Statement of Chairman Charles T. Canady
Thursday, March 26, 1998
The Need for Federal Protection of Religious Freedom
after Boerne v. Flores, II
This morning the Subcommittee on the Constitution convenes to hear testimony from legal experts and religious leaders concerning cases where neutral laws or regulations have substantially burdened the ability of people to freely exercise their religion.
As we have discussed in earlier hearings, America was founded upon the notion that the government should not interfere with the religious practices of its citizens. Constitutional protection for the free exercise of religion is at the core of the American experiment in democracy.
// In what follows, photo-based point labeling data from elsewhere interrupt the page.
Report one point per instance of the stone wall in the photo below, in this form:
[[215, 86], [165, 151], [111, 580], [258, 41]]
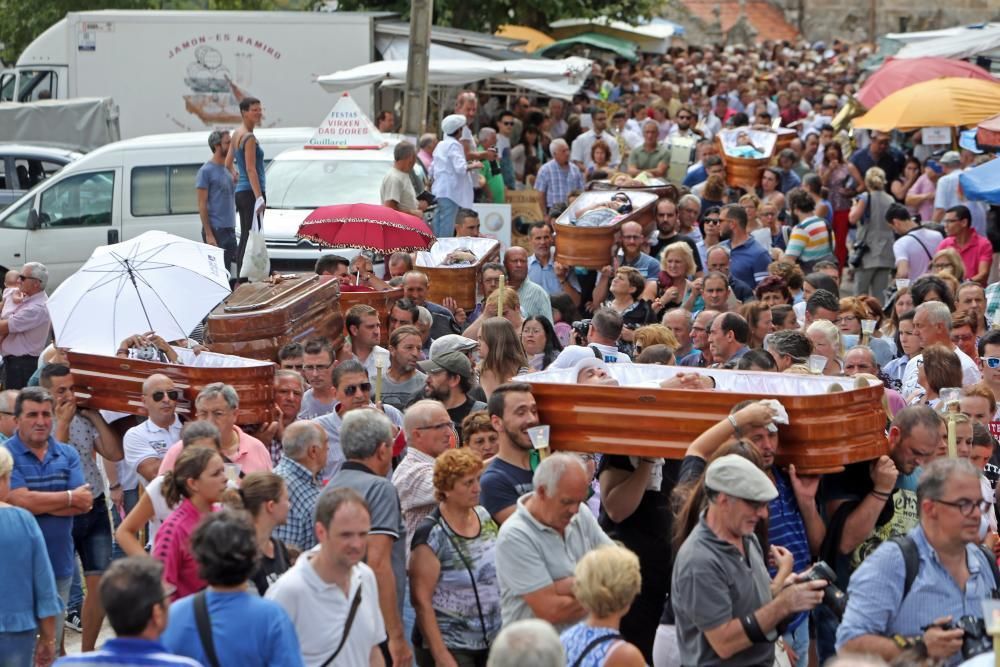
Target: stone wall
[[851, 19]]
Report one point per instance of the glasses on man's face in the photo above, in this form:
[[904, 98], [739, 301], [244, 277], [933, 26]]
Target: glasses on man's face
[[352, 389], [964, 505], [436, 427]]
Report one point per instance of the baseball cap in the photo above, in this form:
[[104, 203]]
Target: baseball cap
[[739, 477], [452, 124], [453, 362], [570, 355], [452, 343], [951, 157]]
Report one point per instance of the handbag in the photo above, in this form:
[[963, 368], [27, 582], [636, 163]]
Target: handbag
[[256, 265]]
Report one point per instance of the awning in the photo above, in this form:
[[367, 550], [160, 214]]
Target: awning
[[559, 78], [592, 40], [966, 43], [534, 39]]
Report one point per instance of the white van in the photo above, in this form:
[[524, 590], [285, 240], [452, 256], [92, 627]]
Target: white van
[[113, 194], [299, 181]]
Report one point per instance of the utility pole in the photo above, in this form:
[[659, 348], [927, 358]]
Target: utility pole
[[415, 97]]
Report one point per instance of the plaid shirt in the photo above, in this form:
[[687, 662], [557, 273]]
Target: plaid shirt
[[557, 182], [303, 493]]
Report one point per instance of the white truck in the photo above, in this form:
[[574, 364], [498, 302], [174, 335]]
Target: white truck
[[175, 71]]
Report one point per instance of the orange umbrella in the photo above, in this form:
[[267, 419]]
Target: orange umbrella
[[947, 102]]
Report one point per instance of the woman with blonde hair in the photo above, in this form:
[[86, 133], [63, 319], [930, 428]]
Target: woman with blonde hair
[[605, 582], [501, 353], [453, 568], [676, 265], [948, 261], [825, 337], [872, 258]]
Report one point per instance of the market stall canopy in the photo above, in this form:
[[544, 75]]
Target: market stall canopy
[[534, 39], [966, 42], [988, 132], [948, 102], [982, 183], [565, 76], [592, 40], [896, 74], [652, 37]]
In 1993, Congress passed the Religious Freedom Restoration Act, or RiFRA. RiFRA was designed to protect the free exercise of religion by requiring government to have a compelling reason for laws that substantially burden that religious exercise. Congress based its authority for RiFRA on Section Five of the Fourteenth Amendment. Unfortunately, the Supreme Court struck down RiFRA last June in the Boerne v. Flores case, deciding that Congress had exceeded its authority under Section Five.
The result of the Boerne decision is that men and women of faith are now without adequate protection against laws that interfere with their religious practice. I look forward to hearing from our legal experts and religious leaders today about the religious activities and practices that have been left vulnerable after Boerne v. Flores.
The freedom to practice one's religion is a fundamental right We, in Congress, should work to ensure that this basic right is not relegated to second-class status. I look forward to working successfully in this Congress to preserve full protection for our "first freedom" -- the freedom to practice one's religion without government interference.